2.6. Bolcheviques, aquí

  • José Carlos Mariátegui

 

        1Nosotros que, motejados de bolcheviques, no nos hemos defendido con grima de este mote, sino que lo hemos abrazado con ardimiento y fervor, tenemos que holgarnos y refocilarnos de que el socialismo comience a aclimatarse entre nosotros como una planta extranjera que halla amor en este suelo donde tan bien saben medrar y prosperar próvidamente la rica caña de azúcar y el generoso algodón mitafifi.
        Antes de ayer no más, la gente criolla, la buena gente criolla que cree con el señor don Manuel Bernardino Pérez que el anisado cura el dolor de barriga, que no se debe tomar agua con el “cuerpo caliente” y que las medias crudas son más frescas que las negras, la buena gente criolla cuyos sabrosos hábitos, palabras y costumbres han sido religiosamente recogidos por el doctor Baltazar Caravedo y por el doctor Sebastián Lorente y Patrón, grandes folkloristas, la buena gente criolla que no cree en los hombres de talento sino en los “hombres de peso”, miraba al socialismo con más aprensión, hostilidad y enojo que a cuanto se hiciera y dijere contra las verdades de Nuestra Santa Madre Iglesia.
        Para esta buena gente criolla un socialista era, más o menos, un facineroso; los propósitos de los socialistas eran propósitos de latrocinio, de hurto y de asesinato; un socialista no podía ser en fin sino un descamisado torvo, sucio, malcontento, greñudo, borracho, holgazán, hereje, cerril, sórdido, criminal, “masón” y poseído por el espíritu inmundo del demonio.
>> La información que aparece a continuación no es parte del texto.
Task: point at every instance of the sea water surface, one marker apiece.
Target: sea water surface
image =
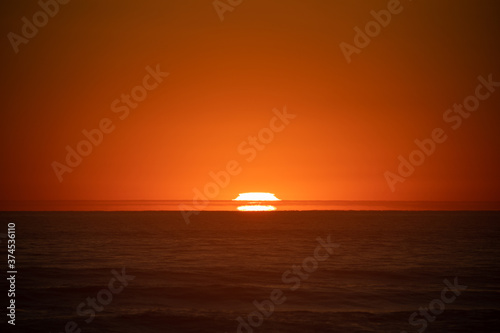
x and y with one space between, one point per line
203 276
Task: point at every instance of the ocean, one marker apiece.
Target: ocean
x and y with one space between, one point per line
229 271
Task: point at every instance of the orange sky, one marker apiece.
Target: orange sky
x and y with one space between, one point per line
225 78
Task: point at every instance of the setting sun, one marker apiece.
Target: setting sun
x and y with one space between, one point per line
255 200
256 208
256 196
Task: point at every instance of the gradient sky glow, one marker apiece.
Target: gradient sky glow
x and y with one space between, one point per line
226 78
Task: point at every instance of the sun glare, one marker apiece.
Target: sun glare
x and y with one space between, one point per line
256 196
255 201
256 208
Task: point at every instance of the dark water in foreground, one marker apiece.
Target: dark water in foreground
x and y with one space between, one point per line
201 277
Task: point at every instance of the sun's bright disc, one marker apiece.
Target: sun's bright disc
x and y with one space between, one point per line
256 208
256 196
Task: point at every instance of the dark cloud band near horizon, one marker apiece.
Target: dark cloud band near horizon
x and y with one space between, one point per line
128 100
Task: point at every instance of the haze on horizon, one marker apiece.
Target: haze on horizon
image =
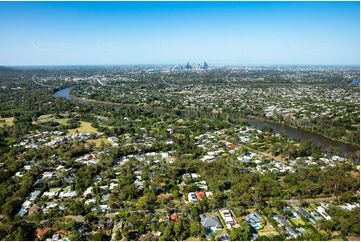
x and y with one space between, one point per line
102 33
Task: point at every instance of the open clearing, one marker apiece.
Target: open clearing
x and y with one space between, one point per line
99 141
49 117
85 127
7 121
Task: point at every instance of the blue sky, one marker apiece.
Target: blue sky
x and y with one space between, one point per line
71 33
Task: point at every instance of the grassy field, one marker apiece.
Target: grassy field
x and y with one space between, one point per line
267 230
7 121
85 127
49 117
98 142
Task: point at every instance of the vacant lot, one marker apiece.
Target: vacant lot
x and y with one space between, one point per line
6 121
85 127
Probablemente, más de un padre de familia, cavilando sobre el carácter de su menor hijo, desmandado, trasnochador, perezoso, rebelde y pillastre, “metido” en castigo a un buque o a un batallón, pensaría que le había “salido” socialista.
        Tan saturada de estos ingenuos y sencillos convencimientos estaba la atmósfera nacional que las personas aseadas, inteligentes y cultas que simpatizaban con el socialismo y seguían sus progresos, se abstenían generalmente de confesarlo por temor de que sus honestas y sensatas ideas fuesen declaradas por lo menos “ideas extraviadas”. Quienes, aventurados y heroicos, se alzaban contra esta prudencia, eran catalogados sin tardanza como locos del más peligroso linaje. Andaban tratados así, por ácratas convictos y confesos, nuestros muy excelentes y preclaros amigos el señor don Luis Ulloa y el señor don Alberto Secada.
        Pero he aquí que los medrosos prejuicios criollos mencionados han comenzado a extinguirse de repente. Aunque son todavía muchos los que juzgan, por ejemplo, a los bolcheviques rusos como una menguada horda de malhechores de la peor laya y de la más innoble catadura, ya no sería dable que un caballero le mandase sus padrinos a otro por haberlo llamado bolchevique para denostarlo y confundirlo de la manera más dura y virulenta. Tenemos los escritores de esta casa la vanidosa creencia de haber contribuido a esta última evolución por la complacencia y contento con que recibimos el tratamiento de “bolcheviques” que tuvieron a bien darnos los distinguidos periodistas del decano.
        Ahora cualquier persona de bien, limpia y pulcra, puede proclamar tranquilamente su socialismo sin que nadie se alarme, sin que nadie se sorprenda y sin que nadie piense que tiene enferma la razón y de muy mala dolencia. Ahora se oye decir, sin asombro y sin repulsa, que los socialistas están gobernando el mundo. Ahora se sabe que se concilian muy bien las ideas socialistas con la camisa limpia y el traje elegante.
        Ahora el señor don Víctor Maúrtua, el pensador sumo y altísimo de la Cámara de Diputados, se para en medio de cualquier debate y grita fuerte y serenamente:
        —¡Yo soy socialista!
        Nadie se asusta. Antes bien, aplauden entusiastamente las gentes de las galerías y aplauden comprensivas las gentes de los escaños. Y los periódicos lo consignan sin sorpresas en sus crónicas parlamentarias. Y ni siquiera los gendarmes de la ciudad ven un hombre peligroso y taimado en el señor Maúrtua que, por supuesto, sigue conservando la corrección británica de sus trajes, de sus modales y de sus actitudes.
        Y, más tarde, el mismo señor Maúrtua afirma:
        —¡Todo hombre moderno es socialista!
        Y tampoco se desasosiega nadie. Y tampoco dejan de aplaudir las gentes de las galerías y de los escaños. Y tampoco se inquietan los gendarmes de la ciudad.
        Y empiezan a abundar quienes creen que puede haber en la política nacional algo que valga más que la constitución del sesenta, más que la “huaripampeada” del general Cáceres, más que la entrada de Cocharcas, más que la famosa revolución del 29 de mayo, más que el federalismo del doctor Durand; y más que todas las cosas que hasta ahora nos han nutrido, envanecido y orientado, enseñoreadas en nuestro corazón tropical y en nuestro entendimiento mestizo.